After his brother drunkenly confesses that he thinks his own girlfriend has taken a lover, Aldous Kline decides to investigate whether there is any basis for the suspicion.
What begins as an evening of detached voyeurism--following the girl from her work to her apartment to a study date to a late meal--descends into macabre possessiveness as Aldous becomes lost to the amoral whims of his own latent obsession.
I really got into this book. So much so that I would stop reading only to stare into the nothingness of the air around me in a futile attempt to wade through the layers of what the main character was thinking. I'm certain I only grazed the surface. Hell, I only tickled the surface.
I was engrossed by the imagery, and my imagination stirred the memories of Marv from Sin City. His voice echoed the words on the paper.

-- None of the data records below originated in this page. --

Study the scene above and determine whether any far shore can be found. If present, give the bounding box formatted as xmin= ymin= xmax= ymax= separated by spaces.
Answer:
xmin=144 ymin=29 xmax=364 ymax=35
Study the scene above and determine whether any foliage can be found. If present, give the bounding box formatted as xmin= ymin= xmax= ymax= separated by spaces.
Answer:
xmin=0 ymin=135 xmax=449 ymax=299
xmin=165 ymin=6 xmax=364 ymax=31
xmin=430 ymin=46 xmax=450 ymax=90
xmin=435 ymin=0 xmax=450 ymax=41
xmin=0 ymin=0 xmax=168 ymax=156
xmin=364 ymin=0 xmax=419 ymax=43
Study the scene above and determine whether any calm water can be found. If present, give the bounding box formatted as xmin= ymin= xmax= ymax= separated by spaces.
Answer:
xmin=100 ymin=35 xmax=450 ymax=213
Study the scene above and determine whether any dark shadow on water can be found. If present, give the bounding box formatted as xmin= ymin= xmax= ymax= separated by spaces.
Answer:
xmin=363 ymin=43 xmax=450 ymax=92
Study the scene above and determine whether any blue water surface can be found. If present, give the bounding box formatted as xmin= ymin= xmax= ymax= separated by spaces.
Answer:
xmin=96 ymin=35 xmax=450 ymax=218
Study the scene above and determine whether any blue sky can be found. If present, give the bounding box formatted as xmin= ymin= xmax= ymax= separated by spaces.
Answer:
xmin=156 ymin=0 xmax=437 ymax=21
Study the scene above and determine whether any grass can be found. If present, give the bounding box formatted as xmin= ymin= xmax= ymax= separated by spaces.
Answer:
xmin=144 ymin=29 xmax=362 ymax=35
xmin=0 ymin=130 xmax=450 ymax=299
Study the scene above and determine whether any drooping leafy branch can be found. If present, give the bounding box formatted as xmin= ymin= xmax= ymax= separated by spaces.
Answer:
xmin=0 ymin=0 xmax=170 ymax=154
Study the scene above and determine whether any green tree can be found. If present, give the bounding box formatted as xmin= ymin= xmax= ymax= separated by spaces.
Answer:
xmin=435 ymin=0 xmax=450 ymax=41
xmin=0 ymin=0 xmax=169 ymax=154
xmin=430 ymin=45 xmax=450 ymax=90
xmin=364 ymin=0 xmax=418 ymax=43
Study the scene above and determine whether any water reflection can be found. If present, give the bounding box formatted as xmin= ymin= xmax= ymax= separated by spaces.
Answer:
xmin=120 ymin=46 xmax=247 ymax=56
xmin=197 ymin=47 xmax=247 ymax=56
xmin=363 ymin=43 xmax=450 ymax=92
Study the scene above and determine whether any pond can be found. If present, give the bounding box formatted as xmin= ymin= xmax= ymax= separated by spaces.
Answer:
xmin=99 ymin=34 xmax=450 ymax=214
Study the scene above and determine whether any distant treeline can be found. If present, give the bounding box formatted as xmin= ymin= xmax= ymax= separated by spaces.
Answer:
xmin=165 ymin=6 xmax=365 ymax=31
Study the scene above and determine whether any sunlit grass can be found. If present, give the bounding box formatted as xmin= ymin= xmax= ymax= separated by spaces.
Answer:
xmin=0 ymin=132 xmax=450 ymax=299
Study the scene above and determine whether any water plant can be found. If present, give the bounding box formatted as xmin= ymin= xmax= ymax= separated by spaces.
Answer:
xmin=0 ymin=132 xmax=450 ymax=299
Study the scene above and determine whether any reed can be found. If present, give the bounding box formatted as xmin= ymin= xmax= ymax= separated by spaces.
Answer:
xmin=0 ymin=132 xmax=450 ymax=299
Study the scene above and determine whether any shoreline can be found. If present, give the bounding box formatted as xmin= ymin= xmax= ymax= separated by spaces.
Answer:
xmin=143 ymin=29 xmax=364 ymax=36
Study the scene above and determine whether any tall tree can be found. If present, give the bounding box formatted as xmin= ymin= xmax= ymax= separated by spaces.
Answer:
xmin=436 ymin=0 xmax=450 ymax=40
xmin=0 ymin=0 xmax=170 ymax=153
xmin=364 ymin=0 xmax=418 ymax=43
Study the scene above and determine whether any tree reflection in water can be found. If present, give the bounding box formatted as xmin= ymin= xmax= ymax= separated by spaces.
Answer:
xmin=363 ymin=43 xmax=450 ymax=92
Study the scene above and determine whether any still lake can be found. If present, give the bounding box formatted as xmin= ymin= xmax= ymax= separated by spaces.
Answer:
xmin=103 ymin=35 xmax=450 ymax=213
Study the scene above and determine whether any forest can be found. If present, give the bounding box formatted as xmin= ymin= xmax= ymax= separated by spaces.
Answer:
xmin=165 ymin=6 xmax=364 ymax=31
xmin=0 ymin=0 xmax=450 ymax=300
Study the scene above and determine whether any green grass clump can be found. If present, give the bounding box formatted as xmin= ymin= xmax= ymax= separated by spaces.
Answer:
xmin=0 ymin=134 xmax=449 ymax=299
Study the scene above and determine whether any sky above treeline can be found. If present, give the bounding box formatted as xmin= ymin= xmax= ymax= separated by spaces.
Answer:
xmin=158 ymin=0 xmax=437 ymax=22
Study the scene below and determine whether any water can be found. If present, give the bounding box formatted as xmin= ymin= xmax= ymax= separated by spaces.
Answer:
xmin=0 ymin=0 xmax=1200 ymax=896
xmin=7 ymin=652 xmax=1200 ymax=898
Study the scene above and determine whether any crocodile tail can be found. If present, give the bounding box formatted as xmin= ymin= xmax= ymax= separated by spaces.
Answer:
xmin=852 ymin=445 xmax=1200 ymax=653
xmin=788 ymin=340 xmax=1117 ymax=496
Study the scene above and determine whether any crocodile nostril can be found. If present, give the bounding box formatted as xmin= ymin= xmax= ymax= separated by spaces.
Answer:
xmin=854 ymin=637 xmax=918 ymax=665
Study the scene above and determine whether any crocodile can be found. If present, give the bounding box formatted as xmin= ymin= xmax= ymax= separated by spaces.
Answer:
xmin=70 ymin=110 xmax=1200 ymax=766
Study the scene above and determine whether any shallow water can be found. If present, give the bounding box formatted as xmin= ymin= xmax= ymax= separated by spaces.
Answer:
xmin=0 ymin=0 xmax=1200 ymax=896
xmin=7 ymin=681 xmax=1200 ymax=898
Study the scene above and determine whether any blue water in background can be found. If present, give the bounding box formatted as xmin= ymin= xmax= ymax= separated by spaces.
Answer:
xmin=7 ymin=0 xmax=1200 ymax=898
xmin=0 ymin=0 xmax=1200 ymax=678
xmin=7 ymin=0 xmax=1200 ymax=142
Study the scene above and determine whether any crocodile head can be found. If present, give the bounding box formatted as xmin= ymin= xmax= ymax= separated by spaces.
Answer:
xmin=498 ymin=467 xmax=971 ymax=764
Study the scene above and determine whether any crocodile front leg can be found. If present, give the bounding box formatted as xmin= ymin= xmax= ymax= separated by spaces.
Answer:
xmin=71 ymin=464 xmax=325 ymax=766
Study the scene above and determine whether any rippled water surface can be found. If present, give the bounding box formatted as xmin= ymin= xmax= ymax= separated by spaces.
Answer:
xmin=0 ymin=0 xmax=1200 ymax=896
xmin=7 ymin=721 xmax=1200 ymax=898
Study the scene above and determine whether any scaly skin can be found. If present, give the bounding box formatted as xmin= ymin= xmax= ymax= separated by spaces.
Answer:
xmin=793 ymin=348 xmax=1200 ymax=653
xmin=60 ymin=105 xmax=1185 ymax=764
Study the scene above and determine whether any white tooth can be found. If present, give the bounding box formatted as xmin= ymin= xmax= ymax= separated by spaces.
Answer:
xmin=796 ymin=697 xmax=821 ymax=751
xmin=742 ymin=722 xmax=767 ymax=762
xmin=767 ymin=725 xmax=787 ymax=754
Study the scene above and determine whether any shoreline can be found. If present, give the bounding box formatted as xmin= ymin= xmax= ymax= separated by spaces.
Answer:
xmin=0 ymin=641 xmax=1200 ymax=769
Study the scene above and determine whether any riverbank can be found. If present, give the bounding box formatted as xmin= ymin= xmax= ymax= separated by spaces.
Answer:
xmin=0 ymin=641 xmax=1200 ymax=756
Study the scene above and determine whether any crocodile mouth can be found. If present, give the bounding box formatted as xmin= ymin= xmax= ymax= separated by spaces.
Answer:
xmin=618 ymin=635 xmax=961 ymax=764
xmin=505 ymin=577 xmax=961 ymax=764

With Bertram's single intoxicated utterance, Aldous finds himself on a disastrous path as he commits himself to discover if there is any truth to the believed infidelity of his brother's girlfriend. The curiosity then evolves as Aldous's perceptions of Lecia are altered and a descent into madness ensues.
A descent, I personally found too swift.
I would have liked to linger a while in the suspense of whether or not Lecia had been unfaithful. While it's certainly not the focus of the story, that being a man's transition and the mental snap that brings it about, it was the obsession that kept me enthralled.

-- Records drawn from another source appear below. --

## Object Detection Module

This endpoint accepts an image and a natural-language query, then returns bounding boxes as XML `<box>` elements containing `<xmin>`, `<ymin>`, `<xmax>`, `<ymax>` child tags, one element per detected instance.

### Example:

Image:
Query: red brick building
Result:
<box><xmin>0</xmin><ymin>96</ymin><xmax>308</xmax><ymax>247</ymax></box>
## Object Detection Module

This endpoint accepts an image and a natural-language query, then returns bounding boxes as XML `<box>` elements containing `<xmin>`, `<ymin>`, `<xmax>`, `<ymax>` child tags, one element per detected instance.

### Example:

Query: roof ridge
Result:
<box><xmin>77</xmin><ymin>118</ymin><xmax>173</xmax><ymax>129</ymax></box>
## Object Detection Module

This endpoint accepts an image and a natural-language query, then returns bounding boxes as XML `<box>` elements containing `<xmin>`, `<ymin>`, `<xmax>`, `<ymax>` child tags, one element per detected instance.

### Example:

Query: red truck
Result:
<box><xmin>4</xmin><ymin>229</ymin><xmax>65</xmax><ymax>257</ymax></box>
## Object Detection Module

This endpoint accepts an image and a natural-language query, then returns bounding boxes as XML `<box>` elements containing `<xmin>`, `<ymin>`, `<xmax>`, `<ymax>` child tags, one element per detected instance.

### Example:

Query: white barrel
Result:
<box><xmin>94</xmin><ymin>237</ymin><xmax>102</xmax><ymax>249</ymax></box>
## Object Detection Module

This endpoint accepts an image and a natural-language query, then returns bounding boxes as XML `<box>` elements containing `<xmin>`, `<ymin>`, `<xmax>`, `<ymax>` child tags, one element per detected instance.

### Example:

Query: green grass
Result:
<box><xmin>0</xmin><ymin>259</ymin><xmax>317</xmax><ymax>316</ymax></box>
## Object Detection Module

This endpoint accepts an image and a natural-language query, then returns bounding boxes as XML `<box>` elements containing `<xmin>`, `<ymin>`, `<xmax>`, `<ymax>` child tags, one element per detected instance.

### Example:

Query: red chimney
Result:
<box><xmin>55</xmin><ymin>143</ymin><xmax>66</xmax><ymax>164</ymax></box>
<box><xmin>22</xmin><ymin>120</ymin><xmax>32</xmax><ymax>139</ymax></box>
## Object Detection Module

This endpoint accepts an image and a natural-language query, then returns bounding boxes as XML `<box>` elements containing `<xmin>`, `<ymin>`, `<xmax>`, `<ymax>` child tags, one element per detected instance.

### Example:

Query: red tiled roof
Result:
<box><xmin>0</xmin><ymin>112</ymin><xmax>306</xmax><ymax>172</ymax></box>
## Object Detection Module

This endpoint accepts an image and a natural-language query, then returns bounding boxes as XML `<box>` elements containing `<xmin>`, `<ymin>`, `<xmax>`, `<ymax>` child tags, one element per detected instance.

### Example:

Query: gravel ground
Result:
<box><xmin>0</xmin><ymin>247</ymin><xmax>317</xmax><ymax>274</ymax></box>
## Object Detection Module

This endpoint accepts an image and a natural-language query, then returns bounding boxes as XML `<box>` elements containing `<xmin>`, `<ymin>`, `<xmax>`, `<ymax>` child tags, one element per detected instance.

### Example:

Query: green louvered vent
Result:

I was intrigued by the author's ability to take on a constant flow of thoughts with the many probable and improbable possibilities. There was little emotion from Aldous, if any at all. No humanity. No compassion. I often mentally paused, taken note of all of the evidence Aldous was leaving behind. No cop, no detective, would ever correctly deduce the motive this killer held for there was none. His acts came out of madness and whatever proverbial screw was knocked loose at his brother's halfhearted words.
I enjoyed this book. I enjoyed the journey. The depth of the human mind is endless, and as always, I take heart in visiting the darkest of the shadows there.
My deep felt thanks to the author.
The clothes were casual, dumpy, well worn, nothing done up about them, but this is something I generally found attractive, and the combination of it and her way of carrying herself—unselfconscious, lost to her purpose—riveting. I realized it was odd to think this is what she put on to meet with some guy. It would turn me on—a woman like her making advances, coming onto me, even getting things started fully clothed in such a way—but it was abnormal, a quirk of mine.
A well thought out story that delves into the machinations of the human mind.